The story finds the Earth-based team competing to find clients interested in moving to a lunar residential community, while working for a shadowy business, and confronting interpersonal problems of various stripes. 

Other co-stars include Alison Pill as a prospective client, Nicholas Podany as the son Billings once abandoned, and Jacki Weaver as his grumpy mother. The series creators are Amit Bhalla and Lucas Jansen.

MY SAY The great film critic Gene Siskel was said to have a litmus test for whether a movie succeeded, asking whether the film itself was better than a documentary of the cast members having lunch.

In the case of "Hello Tomorrow!" a tweak to this quandary seems relevant: is this show more interesting than a behind-the-scenes look at the production design? The answer, based on a viewing of the first four episodes, unequivocally seems to be "no."

It takes place in a fascinating visual universe, in which midcentury American staples such as glowing neon signs, long-bodied cars and wood-paneled cocktail bars combine with high-tech gadgets such as flying vehicles, robotic bartenders and hologram projections. The characters use typewriters and make black-and-white video calls on tube TVs.

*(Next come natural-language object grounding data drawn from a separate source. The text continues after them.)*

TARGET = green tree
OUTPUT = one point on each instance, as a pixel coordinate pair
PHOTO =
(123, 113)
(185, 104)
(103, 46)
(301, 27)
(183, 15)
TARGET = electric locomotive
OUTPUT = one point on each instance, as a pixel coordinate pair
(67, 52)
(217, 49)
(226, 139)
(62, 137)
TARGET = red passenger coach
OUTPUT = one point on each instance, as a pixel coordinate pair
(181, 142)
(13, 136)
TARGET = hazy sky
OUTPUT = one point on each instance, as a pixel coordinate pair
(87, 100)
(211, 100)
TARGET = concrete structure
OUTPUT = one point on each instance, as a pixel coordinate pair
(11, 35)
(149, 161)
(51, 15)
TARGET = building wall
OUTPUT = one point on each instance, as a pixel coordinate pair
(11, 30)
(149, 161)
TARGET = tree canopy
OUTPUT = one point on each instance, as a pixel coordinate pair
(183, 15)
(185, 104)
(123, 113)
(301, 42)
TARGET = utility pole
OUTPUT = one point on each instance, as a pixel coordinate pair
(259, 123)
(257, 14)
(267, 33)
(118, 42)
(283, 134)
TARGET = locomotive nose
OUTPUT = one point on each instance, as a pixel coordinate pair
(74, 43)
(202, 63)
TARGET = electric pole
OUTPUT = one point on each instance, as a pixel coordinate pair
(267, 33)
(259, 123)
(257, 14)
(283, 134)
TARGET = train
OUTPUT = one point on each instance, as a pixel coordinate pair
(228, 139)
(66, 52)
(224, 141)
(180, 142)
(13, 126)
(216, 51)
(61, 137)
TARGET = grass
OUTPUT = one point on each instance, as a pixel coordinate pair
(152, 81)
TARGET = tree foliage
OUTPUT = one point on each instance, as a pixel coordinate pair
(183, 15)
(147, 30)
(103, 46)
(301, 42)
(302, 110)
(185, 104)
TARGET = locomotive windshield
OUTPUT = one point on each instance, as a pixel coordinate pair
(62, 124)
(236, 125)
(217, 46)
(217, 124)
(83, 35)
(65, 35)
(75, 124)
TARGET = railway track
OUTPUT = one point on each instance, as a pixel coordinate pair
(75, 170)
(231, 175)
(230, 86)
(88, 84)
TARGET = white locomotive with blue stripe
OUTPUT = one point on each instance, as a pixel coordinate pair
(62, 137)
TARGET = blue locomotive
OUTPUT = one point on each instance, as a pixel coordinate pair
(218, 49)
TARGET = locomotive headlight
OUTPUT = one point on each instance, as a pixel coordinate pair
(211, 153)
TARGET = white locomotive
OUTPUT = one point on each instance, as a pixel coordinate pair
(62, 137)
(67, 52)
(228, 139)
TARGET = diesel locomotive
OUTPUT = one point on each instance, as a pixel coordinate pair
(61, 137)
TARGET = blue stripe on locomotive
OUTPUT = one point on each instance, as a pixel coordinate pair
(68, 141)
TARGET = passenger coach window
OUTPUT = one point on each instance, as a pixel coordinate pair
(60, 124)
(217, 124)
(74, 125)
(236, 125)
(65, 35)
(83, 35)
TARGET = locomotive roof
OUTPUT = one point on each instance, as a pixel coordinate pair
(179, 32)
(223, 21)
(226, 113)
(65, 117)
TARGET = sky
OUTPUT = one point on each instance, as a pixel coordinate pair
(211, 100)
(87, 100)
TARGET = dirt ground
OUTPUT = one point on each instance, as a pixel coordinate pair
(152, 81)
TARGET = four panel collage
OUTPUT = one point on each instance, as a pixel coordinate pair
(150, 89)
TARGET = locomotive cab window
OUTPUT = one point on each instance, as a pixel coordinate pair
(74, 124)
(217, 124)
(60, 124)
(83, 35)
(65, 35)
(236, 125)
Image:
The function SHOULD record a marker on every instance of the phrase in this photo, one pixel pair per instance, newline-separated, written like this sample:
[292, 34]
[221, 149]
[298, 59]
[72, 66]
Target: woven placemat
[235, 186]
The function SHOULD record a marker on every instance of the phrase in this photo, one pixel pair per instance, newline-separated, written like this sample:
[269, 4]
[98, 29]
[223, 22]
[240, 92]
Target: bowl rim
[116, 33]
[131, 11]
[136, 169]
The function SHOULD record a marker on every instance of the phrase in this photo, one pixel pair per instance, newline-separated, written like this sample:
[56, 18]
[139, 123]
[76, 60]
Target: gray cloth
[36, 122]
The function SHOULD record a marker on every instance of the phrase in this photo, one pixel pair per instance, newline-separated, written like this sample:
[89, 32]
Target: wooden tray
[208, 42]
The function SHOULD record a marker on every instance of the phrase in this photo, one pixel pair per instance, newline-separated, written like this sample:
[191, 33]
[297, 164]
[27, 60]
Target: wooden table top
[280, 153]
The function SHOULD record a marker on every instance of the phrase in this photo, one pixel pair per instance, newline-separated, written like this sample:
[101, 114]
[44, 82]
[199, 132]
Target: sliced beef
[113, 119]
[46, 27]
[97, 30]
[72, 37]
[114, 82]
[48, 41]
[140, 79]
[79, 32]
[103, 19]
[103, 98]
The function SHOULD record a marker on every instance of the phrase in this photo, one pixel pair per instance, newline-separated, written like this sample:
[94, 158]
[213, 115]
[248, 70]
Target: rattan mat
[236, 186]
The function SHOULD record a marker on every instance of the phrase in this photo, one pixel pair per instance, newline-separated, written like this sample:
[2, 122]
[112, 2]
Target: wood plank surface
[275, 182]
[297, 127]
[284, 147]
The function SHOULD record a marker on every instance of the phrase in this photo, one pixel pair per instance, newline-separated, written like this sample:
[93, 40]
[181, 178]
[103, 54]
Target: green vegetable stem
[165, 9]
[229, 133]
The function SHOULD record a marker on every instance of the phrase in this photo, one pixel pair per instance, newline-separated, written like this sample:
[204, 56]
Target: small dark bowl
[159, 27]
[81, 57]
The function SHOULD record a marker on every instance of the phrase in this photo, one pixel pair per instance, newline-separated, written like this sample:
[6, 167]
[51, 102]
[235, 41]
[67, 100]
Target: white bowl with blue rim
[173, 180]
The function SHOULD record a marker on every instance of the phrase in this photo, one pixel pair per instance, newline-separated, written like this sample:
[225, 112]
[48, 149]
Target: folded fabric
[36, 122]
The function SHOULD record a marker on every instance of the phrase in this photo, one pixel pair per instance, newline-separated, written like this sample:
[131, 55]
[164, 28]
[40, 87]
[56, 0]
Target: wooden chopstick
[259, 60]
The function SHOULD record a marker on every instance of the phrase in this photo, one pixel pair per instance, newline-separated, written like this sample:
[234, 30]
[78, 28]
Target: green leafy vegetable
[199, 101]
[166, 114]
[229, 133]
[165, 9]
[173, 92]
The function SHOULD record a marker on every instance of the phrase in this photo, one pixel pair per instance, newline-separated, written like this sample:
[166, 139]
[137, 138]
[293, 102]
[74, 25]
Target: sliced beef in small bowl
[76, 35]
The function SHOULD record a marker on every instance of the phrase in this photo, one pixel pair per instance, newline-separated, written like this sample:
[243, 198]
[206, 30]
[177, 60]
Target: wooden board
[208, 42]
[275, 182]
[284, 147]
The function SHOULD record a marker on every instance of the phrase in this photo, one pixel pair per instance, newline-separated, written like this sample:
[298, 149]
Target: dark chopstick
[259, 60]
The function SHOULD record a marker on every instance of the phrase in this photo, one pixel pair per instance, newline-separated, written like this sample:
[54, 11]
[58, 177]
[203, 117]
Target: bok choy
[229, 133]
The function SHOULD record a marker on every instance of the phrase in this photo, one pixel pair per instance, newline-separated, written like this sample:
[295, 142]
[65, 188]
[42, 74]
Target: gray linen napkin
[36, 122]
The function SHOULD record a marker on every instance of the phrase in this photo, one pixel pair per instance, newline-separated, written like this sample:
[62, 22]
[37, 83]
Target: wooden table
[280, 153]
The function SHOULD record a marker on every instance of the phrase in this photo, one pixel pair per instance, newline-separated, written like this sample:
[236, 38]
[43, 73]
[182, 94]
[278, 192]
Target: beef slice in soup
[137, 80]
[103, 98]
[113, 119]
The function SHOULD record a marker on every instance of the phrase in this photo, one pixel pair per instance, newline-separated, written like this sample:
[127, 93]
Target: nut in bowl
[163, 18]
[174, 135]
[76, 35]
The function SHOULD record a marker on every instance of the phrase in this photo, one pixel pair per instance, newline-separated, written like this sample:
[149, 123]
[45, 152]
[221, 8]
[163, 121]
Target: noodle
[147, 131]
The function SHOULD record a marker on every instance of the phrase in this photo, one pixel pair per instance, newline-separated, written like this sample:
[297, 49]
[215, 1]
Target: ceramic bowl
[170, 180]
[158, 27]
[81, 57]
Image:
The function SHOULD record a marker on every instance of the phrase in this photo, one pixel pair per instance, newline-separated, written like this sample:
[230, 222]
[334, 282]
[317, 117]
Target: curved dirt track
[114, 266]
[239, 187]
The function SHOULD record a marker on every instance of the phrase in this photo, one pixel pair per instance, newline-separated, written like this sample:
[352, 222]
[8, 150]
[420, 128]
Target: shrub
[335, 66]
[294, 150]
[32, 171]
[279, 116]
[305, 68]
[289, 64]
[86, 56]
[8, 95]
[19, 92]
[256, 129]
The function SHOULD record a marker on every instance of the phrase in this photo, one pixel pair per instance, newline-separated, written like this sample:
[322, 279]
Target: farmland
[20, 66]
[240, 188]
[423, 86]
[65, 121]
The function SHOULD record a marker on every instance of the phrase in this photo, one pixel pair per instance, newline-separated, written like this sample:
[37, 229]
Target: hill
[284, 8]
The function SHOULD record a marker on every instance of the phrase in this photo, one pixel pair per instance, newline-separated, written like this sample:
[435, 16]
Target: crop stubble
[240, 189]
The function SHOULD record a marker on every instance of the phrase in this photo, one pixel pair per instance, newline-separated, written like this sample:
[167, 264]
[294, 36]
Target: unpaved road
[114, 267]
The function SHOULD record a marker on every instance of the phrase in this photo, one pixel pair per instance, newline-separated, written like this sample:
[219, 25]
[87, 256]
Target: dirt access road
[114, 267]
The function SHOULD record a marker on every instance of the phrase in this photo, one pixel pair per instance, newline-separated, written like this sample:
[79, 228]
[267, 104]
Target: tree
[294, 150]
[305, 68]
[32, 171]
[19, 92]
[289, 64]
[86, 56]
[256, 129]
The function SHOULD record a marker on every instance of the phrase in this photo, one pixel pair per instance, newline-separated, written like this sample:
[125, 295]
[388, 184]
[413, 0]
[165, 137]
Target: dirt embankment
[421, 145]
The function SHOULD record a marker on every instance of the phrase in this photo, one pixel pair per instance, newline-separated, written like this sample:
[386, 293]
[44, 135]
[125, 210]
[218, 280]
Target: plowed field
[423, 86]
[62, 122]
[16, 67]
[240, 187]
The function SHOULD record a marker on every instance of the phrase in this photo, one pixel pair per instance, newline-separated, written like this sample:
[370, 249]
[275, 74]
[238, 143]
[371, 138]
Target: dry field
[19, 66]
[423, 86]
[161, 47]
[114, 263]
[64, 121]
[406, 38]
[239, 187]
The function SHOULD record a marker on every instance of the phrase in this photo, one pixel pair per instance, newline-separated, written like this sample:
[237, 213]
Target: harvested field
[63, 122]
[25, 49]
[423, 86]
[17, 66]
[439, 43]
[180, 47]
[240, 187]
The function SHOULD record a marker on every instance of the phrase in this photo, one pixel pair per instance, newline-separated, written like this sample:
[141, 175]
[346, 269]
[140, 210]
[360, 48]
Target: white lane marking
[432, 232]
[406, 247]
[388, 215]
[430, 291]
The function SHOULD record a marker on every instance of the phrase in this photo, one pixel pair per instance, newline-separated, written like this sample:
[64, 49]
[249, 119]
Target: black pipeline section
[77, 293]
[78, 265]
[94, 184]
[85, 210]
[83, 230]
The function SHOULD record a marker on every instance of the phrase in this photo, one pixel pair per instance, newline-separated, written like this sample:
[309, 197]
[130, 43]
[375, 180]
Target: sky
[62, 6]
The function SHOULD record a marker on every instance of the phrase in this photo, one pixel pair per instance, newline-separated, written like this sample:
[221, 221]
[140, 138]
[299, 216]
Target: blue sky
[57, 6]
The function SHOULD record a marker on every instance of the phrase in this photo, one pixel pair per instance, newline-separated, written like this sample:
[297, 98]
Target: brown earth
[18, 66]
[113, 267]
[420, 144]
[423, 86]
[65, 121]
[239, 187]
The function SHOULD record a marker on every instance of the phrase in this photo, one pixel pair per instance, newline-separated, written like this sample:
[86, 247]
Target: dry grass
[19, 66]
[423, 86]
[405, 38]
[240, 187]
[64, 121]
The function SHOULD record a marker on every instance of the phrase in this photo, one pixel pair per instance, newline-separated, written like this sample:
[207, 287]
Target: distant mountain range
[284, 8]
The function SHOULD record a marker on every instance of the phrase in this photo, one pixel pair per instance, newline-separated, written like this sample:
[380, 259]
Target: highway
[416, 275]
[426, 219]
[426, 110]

The most popular sport seems to be an offshoot of baseball, where "home zone" replaces home plate, the characters throw what appear to be electronic darts, and fans attend the games with popcorn that pops automatically in little take-away cups.

An episode devoted to this strange pastime would likely have more dramatic staying power than the actual fourth episode of "Hello Tomorrow!," which has the sleep-inducing title of "Forms, Appropriately Filled and Filed."

The show has grandiose conceptual ambitions but the plotting gets bogged down in pedestrian touches. These include bureaucratic minutiae — an entire subplot has to do with corporate compliance — and other one-dimensional storylines. That list includes: Eddie, an addicted gambler, running afoul of mobsters; Jack hiring his son and training him in the ways of the salesperson without revealing his true identity; Herb's wife becoming convinced he's cheated on her.

It'd be unfair to expect the same level of creativity to have been applied to the storytelling and the world building, but so little of dramatic interest happens below the surface of "Hello Tomorrow!" that the scenery's about all that's left.

BOTTOM LINE Fascinating and cumbersome, all at once.